Preekschets Job 4:6 – zondag in de zomer
Voor een zondag in de zomer
Preekschets Job 4:6
Vertrouw je niet op je ontzag voor God, geeft je onbesproken levenswandel je geen hoop?
Job 4:6
Schriftlezing: Job 4:1-6, 5:17-27
Thema: Hoop in het lijden
Zie ook
Het eigene van de zondag
In de zomerperiode hebben de zondagen niet een specifieke betekenis in het kerkelijk jaar. Daarom biedt deze periode een goede gelegenheid vrije preekstof te kiezen, zoals uit het relatief onbekende bijbelboek Job. Wie erover wil preken op een verantwoorde wijze, dient de lijn die door Job loopt, helder te zien. Dit bijbelboek is zorgvuldig opgebouwd en werkt gestructureerd naar een uitkomst toe. Na de klacht van Job opent Elifaz het gesprek dat ontaardt in een steeds feller debat. Direct al in dit hoofdstuk klinken er de beschuldigingen aan het adres van Job.
Uitleg
De vrienden zijn gekomen om Job te troosten. Daar komt niet veel van terecht. Als ze bij Job zitten, horen ze wel zijn klacht maar verstaan die niet. Ze komen zelfs met een beschuldiging. Job doet niet naar zijn eigen woorden. Hij wist anderen zo goed te bemoedigen, maar nu hij wordt beproefd, verliest hij de moed (4:3-5). Elifaz spreekt Job toe en zegt (4:66), anders vertaald: “Je godsvrucht kan toch je hoop zijn en je vrome leven je verwachting?” Dat is een nogal dubbelzinnige zin.
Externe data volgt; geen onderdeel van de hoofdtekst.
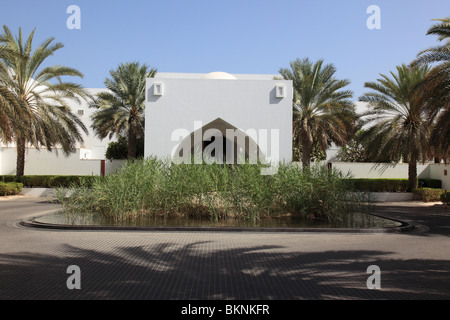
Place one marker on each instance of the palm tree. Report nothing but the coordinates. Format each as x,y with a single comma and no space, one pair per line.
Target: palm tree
321,110
121,110
437,86
398,125
45,118
9,104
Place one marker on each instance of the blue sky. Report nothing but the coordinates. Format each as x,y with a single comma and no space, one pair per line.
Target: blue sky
235,36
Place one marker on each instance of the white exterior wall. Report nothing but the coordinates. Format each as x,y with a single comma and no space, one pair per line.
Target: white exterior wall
382,171
48,163
244,103
44,162
437,172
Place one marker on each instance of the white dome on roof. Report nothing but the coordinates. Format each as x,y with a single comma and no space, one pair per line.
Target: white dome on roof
219,76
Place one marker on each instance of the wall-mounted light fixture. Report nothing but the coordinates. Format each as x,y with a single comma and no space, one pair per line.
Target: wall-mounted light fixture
279,91
158,89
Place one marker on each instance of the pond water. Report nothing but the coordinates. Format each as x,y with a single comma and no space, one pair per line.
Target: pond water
353,221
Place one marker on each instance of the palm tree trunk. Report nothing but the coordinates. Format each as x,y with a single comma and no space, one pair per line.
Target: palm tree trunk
20,164
307,142
132,141
412,174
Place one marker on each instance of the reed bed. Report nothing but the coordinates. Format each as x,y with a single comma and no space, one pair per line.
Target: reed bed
152,187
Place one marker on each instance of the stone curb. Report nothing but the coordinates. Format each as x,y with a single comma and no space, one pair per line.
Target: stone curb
30,223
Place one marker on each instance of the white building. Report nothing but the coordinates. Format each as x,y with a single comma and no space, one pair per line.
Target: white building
186,113
85,161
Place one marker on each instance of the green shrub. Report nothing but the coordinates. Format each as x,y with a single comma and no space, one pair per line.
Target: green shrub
427,194
153,187
10,188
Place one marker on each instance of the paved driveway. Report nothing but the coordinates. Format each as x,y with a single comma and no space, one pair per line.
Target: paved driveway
224,265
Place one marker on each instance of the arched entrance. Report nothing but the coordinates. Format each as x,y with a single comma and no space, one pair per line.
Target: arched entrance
220,142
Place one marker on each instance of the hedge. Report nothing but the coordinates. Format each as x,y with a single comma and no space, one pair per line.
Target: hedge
10,188
390,185
50,181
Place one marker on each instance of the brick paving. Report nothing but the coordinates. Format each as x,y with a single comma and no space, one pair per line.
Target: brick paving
224,265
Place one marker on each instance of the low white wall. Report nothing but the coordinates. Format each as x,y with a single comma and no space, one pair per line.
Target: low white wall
437,172
377,170
113,165
44,162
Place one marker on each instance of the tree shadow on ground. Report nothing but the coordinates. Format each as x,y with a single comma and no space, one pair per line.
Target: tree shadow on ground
175,272
434,217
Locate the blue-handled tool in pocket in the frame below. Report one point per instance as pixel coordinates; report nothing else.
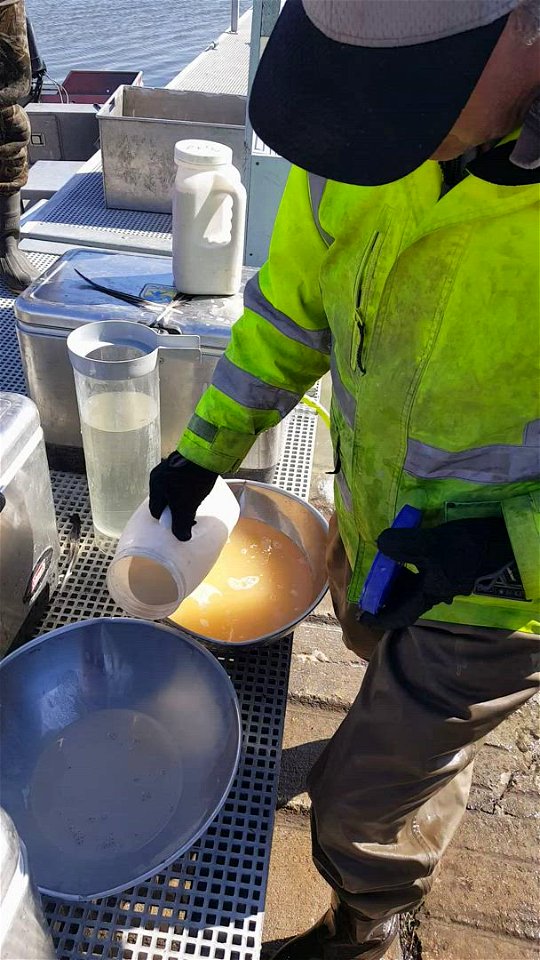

Wat bedoelt Elifaz? Positief uitgelegd zeggen de vrienden: wees nu niet zo moedeloos, want als je werkelijk vroom bent, zal alles goed komen. Negatief geïnterpreteerd denken de vrienden: als zoveel ongelukken je overkomen, dan is er zeker iets niet in de haak met jou! Hoewel de eerste uitleg aanvankelijk niet ontbreekt, gaat het gesprek steeds meer in de richting van de tweede. De toon die gaat overheersen, is: Job, geef nu maar toe dat je een zondig leven hebt geleid en dat God je daarvoor heeft gestraft. Job, wat klaag je? Klaag over je zonde!
De vrienden gaan ervan uit dat er een rechtstreeks verband is tussen je levenswandel en je levenslot. Het is waar dat God het kwaad straft in deze wereld. Maar God rekent niet altijd af op de dag van de overtreding. Petrus stelt dat God de boosdoeners bewaart om hen op de dag van het oordeel de straf te laten ondergaan die zij verdiend hebben (2 Petrus 2:9-22). De zonden van sommige mensen volgen hen na de dood tot de dag van het oordeel (1 Timoteüs 5:24). Ze worden nooit geoordeeld in deze wereld.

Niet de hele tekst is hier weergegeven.